Martine et la dimension de la farce,

Martine regardait une vidéo : « ...à un moment dans votre spectacle, de la gnare sort de votre nez et vient faire corps avec un postillon dans une vertigineuse chute au sol. Est-ce que l'on peut considérer ce micro-événement comme un contre-point stylistique au dispositif narratif mis en place dans la mise en scène figée par des costumes en métal ? Cette question est intéressante ... » Cela faisait la nième vidéo de rencontre publics-auteurs que Martine regardait qui démarrait par une question qui apparaissait à Martine comme complétement débile et qui était reçu par un « c'est une question intéressante ». Martine, qui regardait ces vidéos dans le but d'y voir les extraits des spectacles insérés, se demandait si cela était devenu une sorte de nouvelle convention, l'exercice de la rencontre avec les auteurs étant un exercice des plus artificiels, pourquoi ne pas aborder le truc carrément avec une question hyper débile, histoire de ne pas être dupe. Dans les années 90, Martine en avait soupé de ces rencontres entre les publics et les artistes mais à cette époque, les rencontres étaient plutôt présentés comme « avec le public » et les questions émanaient de personnes dans le public. Et systématiquement un type ou une nana expliquait « ne pas avoir les clefs pour comprendre le spectacle » . Jamais à sa connaissance, un chorégraphe n'avait alors sorti un trousseau de clef et dit « voilà les clefs du spectacle ! Si vous voulez, je vous les prête ! » Avec le recul, Martine pensa qu'il devait s'agir d'une sorte de conditionnement psychique : être conditionné à croire qu'il y a besoin de clefs pour ne pas voir qu'il n'y a même pas de porte. Martine se souvenait qu'elle aurait aimé organiser une sorte de « rencontre avec les publics » mystification où les personnes sur scène et des faux publics auraient tous dit des trucs hautement débiles mais habillés dans du charabia savant afin de voir à quel moment du « vrai » public s'énerverait, s'en irait, crierait au scandale,etc.... Une sorte de test de Milgram non par pour tester l'autorité de la science, mais l'autorité de l'art.

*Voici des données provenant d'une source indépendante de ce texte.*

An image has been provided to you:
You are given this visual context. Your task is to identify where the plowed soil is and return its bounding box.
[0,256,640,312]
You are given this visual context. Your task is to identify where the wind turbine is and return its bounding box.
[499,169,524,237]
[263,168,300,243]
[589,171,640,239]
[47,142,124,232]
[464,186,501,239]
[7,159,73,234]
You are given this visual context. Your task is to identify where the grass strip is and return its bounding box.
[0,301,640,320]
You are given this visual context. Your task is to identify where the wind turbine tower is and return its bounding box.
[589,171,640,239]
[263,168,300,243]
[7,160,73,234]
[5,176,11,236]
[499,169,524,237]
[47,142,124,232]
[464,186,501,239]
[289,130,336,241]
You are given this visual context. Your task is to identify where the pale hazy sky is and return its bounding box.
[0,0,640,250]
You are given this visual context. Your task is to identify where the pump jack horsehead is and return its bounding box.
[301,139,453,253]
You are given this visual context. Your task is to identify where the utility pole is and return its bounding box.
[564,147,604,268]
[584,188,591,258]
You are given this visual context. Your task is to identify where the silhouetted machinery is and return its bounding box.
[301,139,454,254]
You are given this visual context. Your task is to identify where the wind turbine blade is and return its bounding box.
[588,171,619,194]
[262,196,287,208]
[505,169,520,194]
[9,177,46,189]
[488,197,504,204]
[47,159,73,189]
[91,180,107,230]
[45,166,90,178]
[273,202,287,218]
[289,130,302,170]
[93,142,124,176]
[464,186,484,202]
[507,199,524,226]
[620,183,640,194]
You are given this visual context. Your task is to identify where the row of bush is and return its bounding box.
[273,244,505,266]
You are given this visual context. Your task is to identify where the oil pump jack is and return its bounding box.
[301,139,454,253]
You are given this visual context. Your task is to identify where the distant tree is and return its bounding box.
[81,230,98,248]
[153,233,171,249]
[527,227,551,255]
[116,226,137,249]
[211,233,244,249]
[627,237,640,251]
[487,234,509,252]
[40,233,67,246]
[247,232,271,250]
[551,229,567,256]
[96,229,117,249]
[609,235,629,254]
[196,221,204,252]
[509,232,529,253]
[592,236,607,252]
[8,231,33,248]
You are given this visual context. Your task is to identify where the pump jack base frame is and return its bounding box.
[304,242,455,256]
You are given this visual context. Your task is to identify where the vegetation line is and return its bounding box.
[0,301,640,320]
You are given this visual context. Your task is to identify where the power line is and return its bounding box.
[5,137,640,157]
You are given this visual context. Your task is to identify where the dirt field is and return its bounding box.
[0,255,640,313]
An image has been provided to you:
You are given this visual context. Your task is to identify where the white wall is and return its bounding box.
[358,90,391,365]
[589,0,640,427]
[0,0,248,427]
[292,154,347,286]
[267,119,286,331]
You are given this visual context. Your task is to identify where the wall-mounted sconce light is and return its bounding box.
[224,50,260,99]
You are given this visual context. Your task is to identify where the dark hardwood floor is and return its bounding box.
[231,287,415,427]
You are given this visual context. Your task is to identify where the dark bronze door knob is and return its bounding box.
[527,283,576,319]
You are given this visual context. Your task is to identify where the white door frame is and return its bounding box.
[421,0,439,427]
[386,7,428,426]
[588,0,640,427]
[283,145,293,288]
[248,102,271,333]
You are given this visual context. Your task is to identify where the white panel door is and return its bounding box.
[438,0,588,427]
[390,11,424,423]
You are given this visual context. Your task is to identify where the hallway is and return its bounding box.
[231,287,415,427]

Mais, bon cela aurait été en quelque sorte cracher dans la soupe ou caricaturer un peu trop ce qui se faisait déjà sans volonté de faire rire . D'ailleurs à la même époque, Martine était loin de se douter que la farce avait pris des dimensions bien plus gigantiques dans le domaine de l'économie politique : « Je vous crée un indicateur bidon pour agence de notation ou je cherche un concept creux à marteler dans les médias ? » Puis Martine pensa à la farce dont on remplit les dindes. Noël approchait sans pas.